If you don’t know this concept, this is probably one of the greatest moments in your acoustic journey. This concept is very easy to remember as “C, A, G, E, D” is the progression of the chords in a logical fashion as you move up the fret boards.
So if you want to play the C chord, you can play it using the A chord formation while the Capo is on the 3rd fret. You can also use the G chord formation when Capo is on the 5th fret, E chord formation using the Capo on the 8th fret or a D chord formation placing the Capo at the 12th fret.
Likewise, this also applies when you want to play the G chord, then you just use the progression “G, E, D, C, A”, or an E by using the progression “E, D, C, A, G”. Basically, that’s all you need in order to play most of the acoustic jams. If you’d like to know more, read about CAGED system on Google.
Technique 2. Capo Creates Dynamics
Knowing how to use dynamics while playing guitar is as important as Chording, Arpeggiating, Shredding etc. Because you will surely sound silly if you lack in this aspect. This technique is super fun and easy as you can learn it by yourself.
So, the next time you’re with friends jamming on a song, set your Capo on and use CAGED so you’ll be playing a different chord formation than your friends. Then, experiment with strumming, finger picking etc. and just listen around and you’ll realize that the song is way much better because of the Capo.
You can also do this when you are playing a song by yourself.
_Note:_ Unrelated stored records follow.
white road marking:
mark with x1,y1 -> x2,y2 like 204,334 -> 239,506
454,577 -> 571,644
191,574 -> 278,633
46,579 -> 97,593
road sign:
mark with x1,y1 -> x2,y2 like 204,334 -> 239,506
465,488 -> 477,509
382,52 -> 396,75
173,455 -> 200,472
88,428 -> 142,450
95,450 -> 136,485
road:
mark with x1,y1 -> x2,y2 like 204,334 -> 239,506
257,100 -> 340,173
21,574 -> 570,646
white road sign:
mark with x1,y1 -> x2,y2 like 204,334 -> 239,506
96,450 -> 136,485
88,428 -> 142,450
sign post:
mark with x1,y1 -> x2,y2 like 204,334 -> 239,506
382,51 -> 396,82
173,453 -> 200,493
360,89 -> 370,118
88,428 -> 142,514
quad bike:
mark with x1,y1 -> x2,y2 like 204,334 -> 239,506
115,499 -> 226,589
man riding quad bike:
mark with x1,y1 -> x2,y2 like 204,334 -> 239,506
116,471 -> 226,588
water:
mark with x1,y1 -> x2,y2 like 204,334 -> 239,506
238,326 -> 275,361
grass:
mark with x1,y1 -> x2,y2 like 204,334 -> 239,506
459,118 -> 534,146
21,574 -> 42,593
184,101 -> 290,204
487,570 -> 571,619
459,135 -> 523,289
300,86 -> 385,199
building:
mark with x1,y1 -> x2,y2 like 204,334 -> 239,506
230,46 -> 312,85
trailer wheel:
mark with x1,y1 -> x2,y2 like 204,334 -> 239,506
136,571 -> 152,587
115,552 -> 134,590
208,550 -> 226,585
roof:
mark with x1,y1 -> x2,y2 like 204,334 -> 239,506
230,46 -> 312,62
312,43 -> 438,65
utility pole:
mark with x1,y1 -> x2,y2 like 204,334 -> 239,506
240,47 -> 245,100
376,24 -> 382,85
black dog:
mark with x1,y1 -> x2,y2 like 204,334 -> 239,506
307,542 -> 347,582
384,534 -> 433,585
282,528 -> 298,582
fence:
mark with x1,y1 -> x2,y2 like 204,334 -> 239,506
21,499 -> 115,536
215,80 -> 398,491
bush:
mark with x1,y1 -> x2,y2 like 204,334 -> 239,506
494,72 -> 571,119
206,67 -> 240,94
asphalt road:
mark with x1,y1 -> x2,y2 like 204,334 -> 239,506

Trying a different chord formation following CAGED system can often make the song sound different but better.
Technique 3. Upside down Capo Trick
I have been using this third technique mostly in my jam sessions and this opens many dynamic possibilities every time I use this in my performances. All you have to do is to place your Capo from the high E string side, covering the entire strings but not the low E.
This way, you’ll be able to play the “E” key using the D chord formation and it will sound like the drop D tuning. And once you fret the low E string using your fingers while using the “G” chord formation, your guitar will play a standard tuned sound from the drop D tuning.
Nevertheless, these are just a few suggestions and tricks you can try. But the best of all is play and practice as much as possible and you’ll acquire new tricks about using Capos yourself.